I've had a similar experience. Catan has always slept in his crate in my room. Recently I left the crate open and he would either sleep on his bed next to my bed or on my bed with me. Everything was fine for a couple weeks and then he regressed and started chewing up things in my room so it's back to the crate for him. I fine once they get comfortable with a new situation they start to get adventurous.


----------



## scooby (Mar 23, 2009)

Not sure how old Catan is but at 6mths I think all dogs are still at the chewing/destructive age, I left Scooby in his cage till he was about 12 mths (he's 14mths now) and touch wood so far he's been fab.
I'm no expert but I'd be tempted to leave them till they are a bit older


----------



## Lisa (Feb 18, 2009)

Catan is 13 months now. I have a feeling he'll be 13 years old before I can trust him alone.


----------



## jp (Nov 24, 2009)

Penny is almost 2 years and we wouldn't trust her.
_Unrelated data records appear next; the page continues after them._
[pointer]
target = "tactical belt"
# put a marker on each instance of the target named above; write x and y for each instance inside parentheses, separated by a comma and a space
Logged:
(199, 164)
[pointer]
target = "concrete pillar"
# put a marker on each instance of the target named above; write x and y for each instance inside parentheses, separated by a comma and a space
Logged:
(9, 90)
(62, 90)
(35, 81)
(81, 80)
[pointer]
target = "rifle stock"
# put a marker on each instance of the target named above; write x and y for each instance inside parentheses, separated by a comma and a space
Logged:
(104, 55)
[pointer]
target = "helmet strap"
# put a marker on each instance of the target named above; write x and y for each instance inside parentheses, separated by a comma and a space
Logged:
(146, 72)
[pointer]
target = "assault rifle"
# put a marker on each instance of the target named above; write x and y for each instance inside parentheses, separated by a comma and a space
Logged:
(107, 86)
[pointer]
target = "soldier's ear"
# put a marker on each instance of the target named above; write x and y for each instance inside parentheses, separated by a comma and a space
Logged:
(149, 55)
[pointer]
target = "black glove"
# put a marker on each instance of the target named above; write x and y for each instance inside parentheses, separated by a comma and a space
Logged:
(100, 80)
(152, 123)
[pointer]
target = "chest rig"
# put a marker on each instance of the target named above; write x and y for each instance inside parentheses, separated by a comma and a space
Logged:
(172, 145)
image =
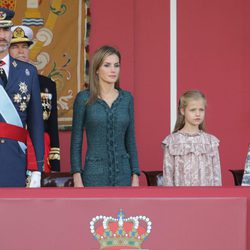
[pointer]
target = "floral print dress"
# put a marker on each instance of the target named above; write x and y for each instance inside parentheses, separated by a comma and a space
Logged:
(191, 160)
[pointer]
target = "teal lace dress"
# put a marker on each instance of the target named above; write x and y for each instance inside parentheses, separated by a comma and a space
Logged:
(111, 155)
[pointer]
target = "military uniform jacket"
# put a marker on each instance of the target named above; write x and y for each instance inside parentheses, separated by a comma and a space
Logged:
(23, 90)
(49, 104)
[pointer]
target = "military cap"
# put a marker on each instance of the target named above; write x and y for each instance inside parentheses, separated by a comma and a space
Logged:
(5, 17)
(21, 34)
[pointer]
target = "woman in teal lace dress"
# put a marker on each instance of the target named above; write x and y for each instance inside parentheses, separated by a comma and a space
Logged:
(106, 113)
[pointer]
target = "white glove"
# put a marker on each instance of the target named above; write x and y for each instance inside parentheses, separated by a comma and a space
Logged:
(35, 179)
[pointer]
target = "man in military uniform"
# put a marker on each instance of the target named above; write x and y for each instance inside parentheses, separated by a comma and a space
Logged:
(21, 123)
(21, 40)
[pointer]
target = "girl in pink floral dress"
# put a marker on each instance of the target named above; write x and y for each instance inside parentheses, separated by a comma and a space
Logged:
(191, 156)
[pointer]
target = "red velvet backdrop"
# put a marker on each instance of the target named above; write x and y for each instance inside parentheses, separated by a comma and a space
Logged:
(213, 56)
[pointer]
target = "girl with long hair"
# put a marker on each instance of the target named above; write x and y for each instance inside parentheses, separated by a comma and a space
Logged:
(191, 156)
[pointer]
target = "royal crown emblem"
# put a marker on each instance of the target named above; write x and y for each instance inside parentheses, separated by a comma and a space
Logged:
(120, 232)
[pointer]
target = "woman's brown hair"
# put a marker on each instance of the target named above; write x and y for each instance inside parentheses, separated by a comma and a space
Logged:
(96, 62)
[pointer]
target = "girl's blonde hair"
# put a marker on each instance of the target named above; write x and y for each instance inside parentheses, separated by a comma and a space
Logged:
(183, 102)
(96, 62)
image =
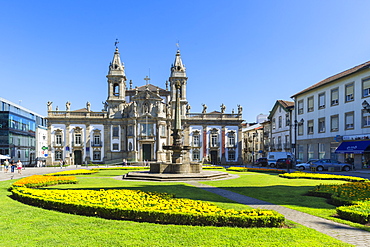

Night while we are sleeping, day while we are out, or even day while we're somewhere else in the house that she can't go unless she is dead asleep. Maybe we'll eventually get there.


----------



## Blaze (Aug 6, 2008)

Blaze is just about 2 years old and we still use the crate. I have left him for a half hour by himself if it's after his daily run but he still could cause me some grief if he is restless, so ... better safe than sorry. He doesn't mind it in there. he will occasionally go in for no reason, and doesn't always rush to get out when I get home. But I've never used it as punishment. I'll probably never get rid of it but I imagine in a couple years it will rarely be needed. My childhood v never had one. And he was perfect! Blaze on the other hand... I love him to pieces but the first year he was alot of work!!


----------



## Blaze (Aug 6, 2008)

P.S. At night we don't use the crate and have not since "forever" perhaps since he was 6 months I'm guessing?? He is a great sleeper. Sometimes he migrates from one of the 3 boys beds to another but usually sleeps on his big comfy LL Bean bed in our room. They are all different..like kids I guess!!


----------



## Big Rick (Apr 14, 2009)

Dexter just turned 1 on Valentine's Day. We have been leaving him at home out of the crate since he was about 9 months old and he has been perfect. Of course, we don't go out for very long and are home all day most of the time since we are both retired. When we go out we leave Scarlet (4 mos.) in the crate with a few toys and Dexter probably sits next to the crate the whole time. We left them both out a couple of weeks ago and they were fine but we were only gone for a couple of hours. I guess it depends on the dog.


----------



## vizslandobes (Feb 9, 2010)

I'm a firm believer in waiting until 12 months to try out of the crate. Our dobe we couldn't trust out until just recently, and she's 3!!! (oh the stories about the times before when we tried *sigh*)
Grady is quite the chewer, and I imagine it will be quite a while before he can be out and about while we're away from home. He is just a baby though, and I won't really cross that bridge for some time


----------



## Vincent (Aug 12, 2009)

Vinnie would not stay in the crate when we were not there he would break out even with both latches across! we then put a stair gate in the kitchen but he chewed the door frame and scratched at the gate. until he could jump the gate. we tried lots of different things height extensions on the gate, we could go out for 1/2 and hour and there would be wood everywhere and just before Xmas we gave up and gave him the house which was a very scary discsion to make, but fingers crossed he has been absolutely fine since the day we done it. i am still waiting though


----------